Even though I am fully vaccinated (and boosted!), I get tested every Thursday at the UMass free testing site on 201 Commercial Street (check website for days/times open). I decided that if I am leading services unmasked in front of the congregation, it is my obligation to take every precaution I can to ensure the safety of our in-person service participants. Our guest musician, Rick Recht, was also tested before he made the trip to Worcester and will additionally take a rapid test on Friday morning.
We are very blessed in Massachusetts to have such easy access to testing and to the vaccine. By now, everyone 12 and over has had ample opportunity to be fully vaccinated. As of last week, the vaccine was approved for children ages 5-11. This will be a “game-changer” for our country, our city, and even our synagogue. With everyone vaccinated (who can be), I have a feeling that we will feel more comfortable being together in person.

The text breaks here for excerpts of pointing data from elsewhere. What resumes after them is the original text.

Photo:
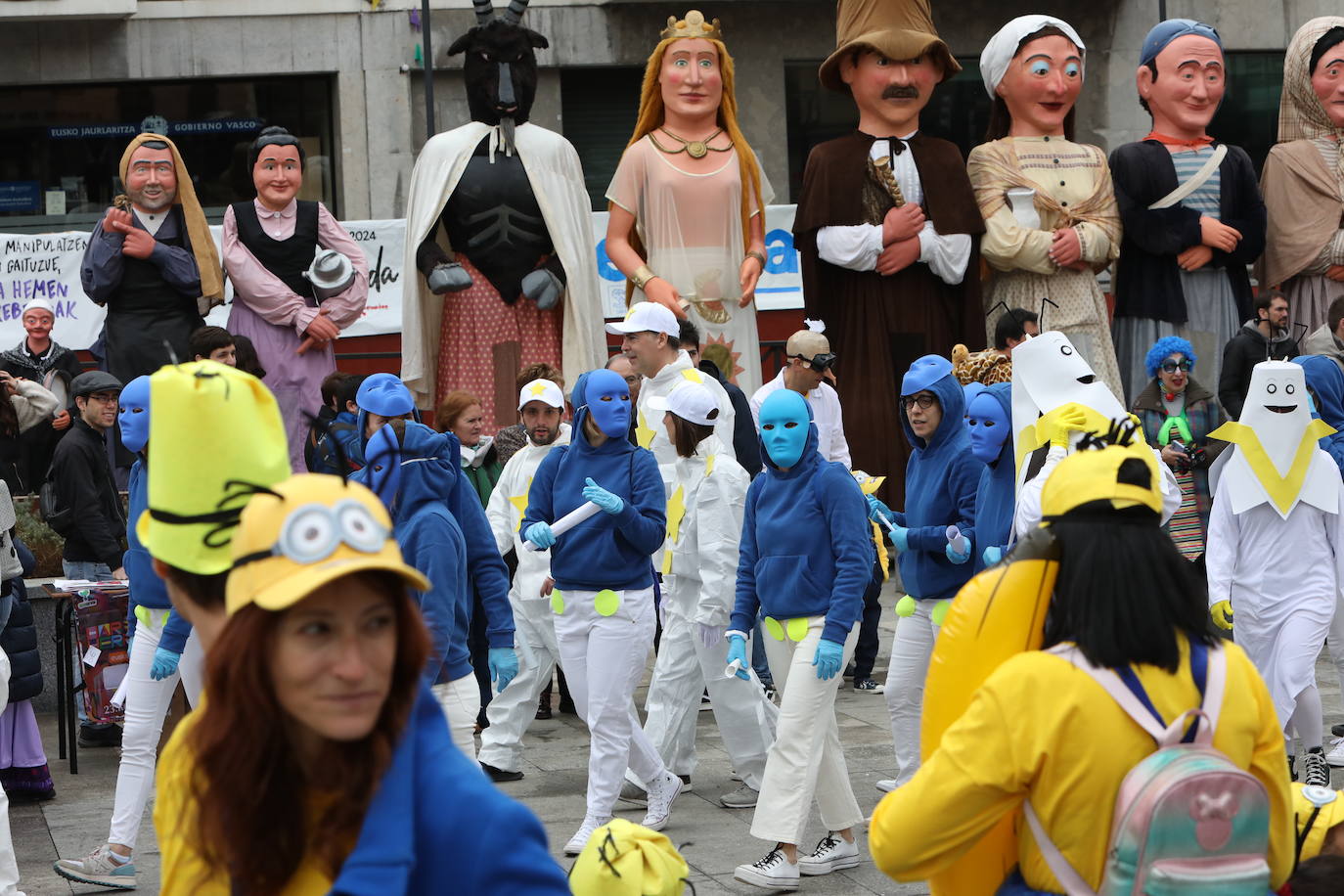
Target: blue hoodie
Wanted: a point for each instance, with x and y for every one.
(605, 551)
(438, 825)
(998, 492)
(941, 479)
(1326, 381)
(442, 531)
(807, 547)
(147, 589)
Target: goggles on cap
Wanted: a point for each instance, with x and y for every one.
(820, 363)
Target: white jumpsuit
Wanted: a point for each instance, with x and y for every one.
(513, 709)
(699, 576)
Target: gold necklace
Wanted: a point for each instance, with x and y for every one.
(693, 148)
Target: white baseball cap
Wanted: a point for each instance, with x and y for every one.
(647, 316)
(541, 391)
(691, 402)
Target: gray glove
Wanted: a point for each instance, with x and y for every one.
(448, 278)
(543, 288)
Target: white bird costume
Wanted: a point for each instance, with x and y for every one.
(1275, 533)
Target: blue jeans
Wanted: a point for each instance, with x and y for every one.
(90, 571)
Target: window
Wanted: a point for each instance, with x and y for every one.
(959, 112)
(61, 146)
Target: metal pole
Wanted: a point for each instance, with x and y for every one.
(427, 43)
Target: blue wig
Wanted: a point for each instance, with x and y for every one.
(1165, 347)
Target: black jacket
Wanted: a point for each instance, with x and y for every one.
(1146, 277)
(83, 482)
(1240, 355)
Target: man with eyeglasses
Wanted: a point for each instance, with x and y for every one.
(809, 359)
(82, 479)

My hope and prayer is that the rest of the world will be blessed with the same access to vaccines that we have been.
Judaism and our Jewish values guide us in how we care for each other, our health, and the protection of life. We are told that pikuach nefesh – the value of protecting human life – overrides all other laws and obligations. We couldn’t have a clearer statement than this about the Jewish imperative to get ourselves and our children vaccinated, to wear masks, to be aware of how we can protect ourselves and others. It’s values like these that create vibrant and meaningful lives for ourselves and those around us.